Genomic testing places new demands on traditional models for the funding and delivery of laboratory and clinical genetics services. Patient care and laboratory workflows are likely to benefit from the delivery of genomic services by integrated clinical-laboratory centres. To effectively engage in this partnership, clinical geneticists need to develop a deep understanding of genomic data interpretation, and shift their skill set towards interpreting phenotype data in the genomic context. While some of the additional time commitment required may be offset by a reduction in the number of patients undergoing lengthy diagnostic odysseys, genomic testing is also likely to increase the overall number of patients referred to genetic services. The investment required to develop and expand the genomic clinical workforce is also likely to be substantial. It will be important to account for these increased time and workforce demands in funding models, which typically focus on test reimbursement to laboratories.

Although this study represents a comprehensive evaluation of purely computational and combined clinical-computational variant prioritization approaches using real patient data, it is still limited by its small size and does not include evaluation of any proprietary variant prioritization tools. The performance of the clinically-driven framework described is clinician-dependent which may affect reproducibility, and the utility of the gene list approach is likely to be limited with non-specific patient phenotypes such as non-syndromic intellectual disability.
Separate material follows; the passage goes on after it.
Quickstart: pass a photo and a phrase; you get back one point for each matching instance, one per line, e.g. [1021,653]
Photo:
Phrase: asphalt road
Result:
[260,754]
We have also not compared the performance of alternative variant ranking tools in combination with clinician-driven gene lists. It is possible that further improvements in overall ranking could be achieved by replacing the VPI with specialized ranking tools such as Exomiser. Incorporating variant frequency data from large data sets such as from the Exome Aggregation Consortium (ExAC)20 can be expected to improve the ability of computational tools such as the VPI to highlight potential de novo variants from singleton WES data particularly for rare paediatric disease diagnosis. We anticipate that ongoing work in this area will see further improvements in variant ranking algorithms and robust clinical evaluation of these methods will also be an important ongoing research activity.
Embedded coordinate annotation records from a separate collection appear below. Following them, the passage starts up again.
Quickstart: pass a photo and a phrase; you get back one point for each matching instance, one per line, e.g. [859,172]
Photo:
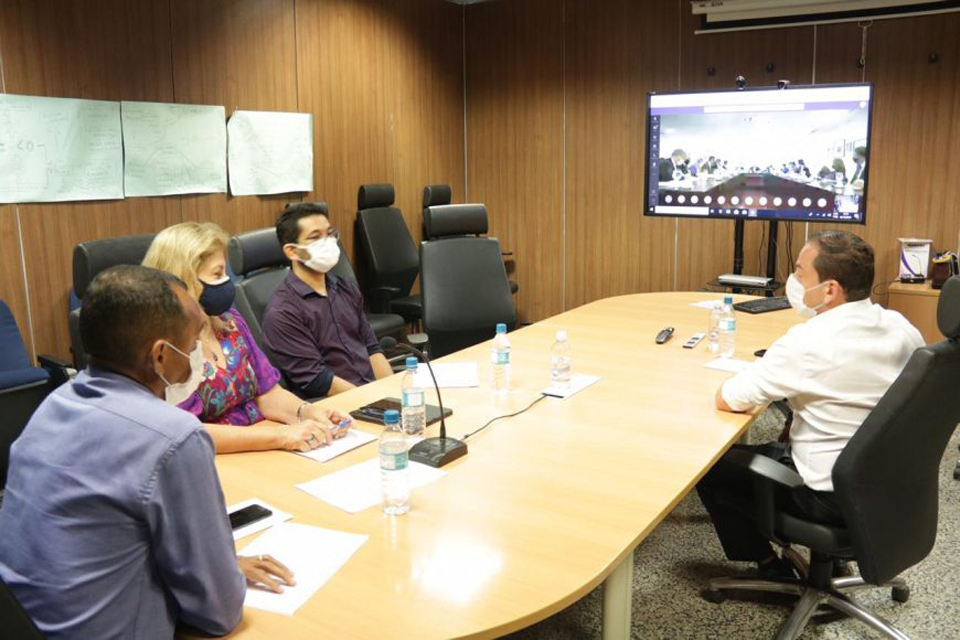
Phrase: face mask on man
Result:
[795,294]
[217,297]
[324,254]
[178,392]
The recently published recommendations regarding the integration of genomics into clinical practice highlight the importance of structured phenotyping and phenotype-driven gene lists in facilitating data interpretation.21 The optimum timing and mode of incorporating phenotype information and clinical expertise into genomic data analysis remains to be determined. Reassessment of WES data by a clinical geneticist familiar with the patient led to a change in diagnosis in 21 of 155 (14%) patients seen in an Exome Clinic, with an overall increase in diagnostic yield of 7%.22 Our study provides quantitative evidence for the benefits of utilizing the clinician’s direct and detailed knowledge of the patient in integrating phenotype information at the start of the laboratory genomic analysis process. While computational tools are important adjuncts in WES data analysis, and their performance will continue to improve, close clinical-laboratory interaction remains a key element in the selection of variants for curation and the successful implementation of clinical genomics.